Il doit notamment permettre à l'Union européenne (UE) d'exporter plus de voitures, machines, spiritueux vers l'Argentine, le Brésil, l'Uruguay et le Paraguay. En retour, il faciliterait l'entrée de viande, sucre, riz, miel ou soja sud-américains, au risque de fragiliser certaines filières agricoles européennes.
Depuis la conclusion des négociations entre l'UE et des pays du Mercosur en décembre dernier, la France répète son opposition à ce projet de traité en l'état, y voyant une menace pour plusieurs filières - boeuf, volaille, sucre et éthanol -, et réclamant des mesures de sauvegarde supplémentaires.
Selon deux sources européennes, la Commission pourrait faire un geste pour tenter de rassurer la France : un ajout a été négocié afin de renforcer des clauses de sauvegarde pour les « produits agricoles sensibles ».
Les 27 Etats membres de l'UE devront délibérer, puis voter sur ce projet de texte finalisé. Le Parlement européen devra aussi se prononcer par un vote en session plénière.
Si l'accord est en deux volets - l'un politique et l'autre commercial -, la France ne pourra bloquer à elle seule la partie commerciale.

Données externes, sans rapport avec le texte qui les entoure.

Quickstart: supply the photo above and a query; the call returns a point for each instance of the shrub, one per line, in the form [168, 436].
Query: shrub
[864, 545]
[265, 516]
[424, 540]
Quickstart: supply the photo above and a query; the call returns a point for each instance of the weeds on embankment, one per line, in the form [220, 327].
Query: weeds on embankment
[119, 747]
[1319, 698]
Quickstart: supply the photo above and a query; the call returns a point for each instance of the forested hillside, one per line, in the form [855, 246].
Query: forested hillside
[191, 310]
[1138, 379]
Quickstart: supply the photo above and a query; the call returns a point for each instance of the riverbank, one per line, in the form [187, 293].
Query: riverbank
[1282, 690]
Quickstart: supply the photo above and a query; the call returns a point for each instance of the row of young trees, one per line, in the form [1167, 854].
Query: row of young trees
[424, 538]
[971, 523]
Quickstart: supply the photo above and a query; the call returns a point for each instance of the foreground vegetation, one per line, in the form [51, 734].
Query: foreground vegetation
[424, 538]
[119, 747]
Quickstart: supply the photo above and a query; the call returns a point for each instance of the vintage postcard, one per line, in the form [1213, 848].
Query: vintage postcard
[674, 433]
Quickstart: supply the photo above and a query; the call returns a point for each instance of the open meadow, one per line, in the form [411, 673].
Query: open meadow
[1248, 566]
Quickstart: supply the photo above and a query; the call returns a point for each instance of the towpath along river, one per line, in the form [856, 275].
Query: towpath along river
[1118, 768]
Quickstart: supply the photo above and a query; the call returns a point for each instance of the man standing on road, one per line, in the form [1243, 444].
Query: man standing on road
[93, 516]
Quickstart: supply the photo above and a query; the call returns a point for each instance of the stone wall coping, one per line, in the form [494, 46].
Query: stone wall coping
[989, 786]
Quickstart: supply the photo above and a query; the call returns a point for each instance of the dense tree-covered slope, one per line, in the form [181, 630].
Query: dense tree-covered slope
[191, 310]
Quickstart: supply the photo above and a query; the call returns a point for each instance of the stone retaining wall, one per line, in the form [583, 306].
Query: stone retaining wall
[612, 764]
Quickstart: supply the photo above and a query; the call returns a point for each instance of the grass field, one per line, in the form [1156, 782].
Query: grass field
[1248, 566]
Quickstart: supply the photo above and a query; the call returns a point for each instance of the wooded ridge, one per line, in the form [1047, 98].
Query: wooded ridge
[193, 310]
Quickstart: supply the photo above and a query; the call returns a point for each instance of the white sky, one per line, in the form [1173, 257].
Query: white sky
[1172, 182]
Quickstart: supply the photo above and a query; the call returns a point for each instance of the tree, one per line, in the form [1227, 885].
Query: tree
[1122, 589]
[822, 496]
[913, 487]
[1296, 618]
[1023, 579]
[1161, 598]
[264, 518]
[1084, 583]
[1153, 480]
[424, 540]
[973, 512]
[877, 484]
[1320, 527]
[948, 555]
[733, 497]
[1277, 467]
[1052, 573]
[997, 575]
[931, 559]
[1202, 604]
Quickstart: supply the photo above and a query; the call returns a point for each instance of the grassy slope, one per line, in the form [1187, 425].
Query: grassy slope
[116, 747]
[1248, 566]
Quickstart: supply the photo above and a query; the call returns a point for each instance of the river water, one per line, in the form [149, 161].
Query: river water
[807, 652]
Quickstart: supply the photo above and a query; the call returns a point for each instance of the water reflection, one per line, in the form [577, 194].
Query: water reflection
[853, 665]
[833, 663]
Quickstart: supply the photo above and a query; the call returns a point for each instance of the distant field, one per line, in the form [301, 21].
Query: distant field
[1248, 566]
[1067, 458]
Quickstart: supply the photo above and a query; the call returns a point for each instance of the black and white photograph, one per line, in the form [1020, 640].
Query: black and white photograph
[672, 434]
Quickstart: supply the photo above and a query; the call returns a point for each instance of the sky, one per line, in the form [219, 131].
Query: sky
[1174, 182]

Si elle souhaite encore faire capoter la ratification, elle devra alors obtenir le veto ou l'abstention d'au moins quatre Etats représentant au moins 35 % de la population de l'UE.
La Commission et les partisans de l'accord, comme l'Allemagne, soulignent de leur côté le besoin de débouchés pour les exportateurs européens. Plus encore depuis le retour à la Maison-Blanche de Donald Trump, et l'arrivée de nouvelles taxes douanières américaines sur une série de produits européens.